Я ощущал себя живым в тот день и видел жизнь повсюду — в сиянии реки, в нежности шелковистых крыльев бабочки, и даже в злой траве, когда она согнулась под ветром. Все это было прекрасным, но слишком настоящим — надрывным и выматывающим, и он едва ли хотел испытать подобное еще раз. Туман не вызывал в нем никаких других чувств, кроме привычного уныния — и это лучшее в тумане. Как просто закрыться и спрятаться ото всех, кто пугает, от всего, что причиняет боль. Как просто лежать, свернувшись клубком — слева стена и справа стена, потому что лежать и дрожать легче, чем бежать или драться. Как просто вверить себя тому, чьи действия ты полностью контролируешь, кто соткан из мечты, не существуя и вовсе. Насколько проще умереть, чем справляться с испытаниями жизни. В конечном итоге он ничем не отличался от людей, которые, напихав за пазуху камней, прыгают с моста в реку, чтобы больше никогда не увидеть все то, что выше мутной воды, смешанной с илом.
Блестящие клинки прорастали из пола, окружая кровать блестящим занавесом. Я слышал голос пленника, умоляющий его о чем-то, но не стремился понять слова.
— Я не хочу, — отказался он.
Его разум уже давно покинул пределы этой полутемной комнаты. Мертвое дыхание подхватило его, унесло к самому краю пропасти. Я взглянул в нее, и у него не захватило дух, хотя он почувствовал ее бездонность, скрытую туманом, поднимающимся снизу, как пар. Это было легче всего самого легкого на свете, поэтому он так и сделал — он шагнул вперед, как многие до него и бесчисленные, которые сделают это после.
Лопасти остановились так резко, как будто их обхватила сильная рука. Вогтоус приложил ладонь к груди Я и сказал:
— Он мертв.
Стоя возле кровати, бродяги посмотрели на два лица, одно рядом с другим, — два лица, принадлежащие одному человеку.
— Прости, — попросил Вогт, отыскав нож. — Это можно счесть надругательством над мертвым. Но должен же я как-то забрать то, что ты отобрал у нас.

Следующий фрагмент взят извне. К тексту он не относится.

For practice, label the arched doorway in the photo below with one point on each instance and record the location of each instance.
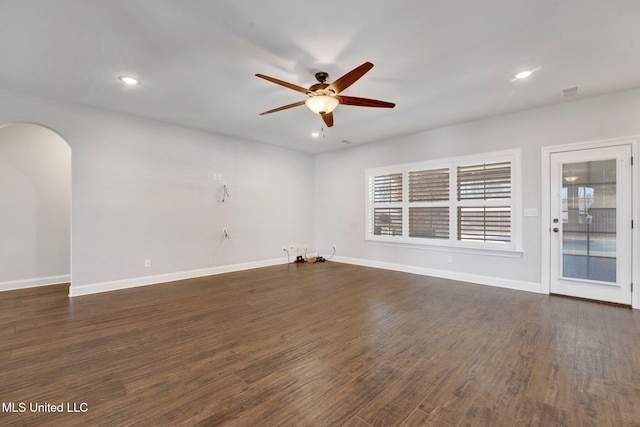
(35, 207)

Когда Вогт провел кончиком ножа по полосе на животе Ты, из приоткрывшейся раны выпорхнула бабочка. Она была ярко-красная, с крыльями прозрачными, словно сделанными из стекла. Вогт поймал ее ртом и проглотил. Затем из левой ступни покойного он извлек кольцо. Обычное серебряное колечко, но стоило его повращать, как по дуге побежал яркий блик. Снова и снова, непрекращающееся движение по кольцу.
— Это твое, — Вогт надел колечко Наёмнице на палец.
Пораженная, она наблюдала, как кольцо впитывается в кожу и полностью исчезает.
Затем Вогт взял безмолвную Наёмницу за руку, и они подошли к двери, существующей только изнутри. Остановившиеся жернова молчали, но от них исходила невнятная угроза. Так же, как в воспоминании Я, тишина казалась грохотом.
— Уйдем отсюда, — поторопила Наёмница. — Мне страшно. Что-то я сомневаюсь, что все закончилось.
Глаза Вогта выражали неуверенность, но он ничего не сказал. Они распахнули дверь и шагнули прямиком в бледнеющую осеннюю ночь, обжегшую их холодом.
***
Неподвижные лопасти вздрогнули, а затем что-то щелкнуло, хрустнуло, и они завращались как прежде.
Остывающие пальцы, касающиеся пальцев другого, отдали не только тепло, и он распахнул глаза, серые, как туман, как туча в день его смерти.
Это было пробуждение человека, не способного чувствовать радость, навсегда лишенного надежды. Среди прочих страданий открытые раны на его теле едва ли доставляли какой-то дискомфорт. Я прикоснулся к глазам Ты сквозь сомкнутые веки и отчетливо — теперь со всей определенностью — осознал: его не вернуть. Что ж, не стоило и пытаться. Он обнял мертвое тело своего единственного друга и прижался лбом к его щеке.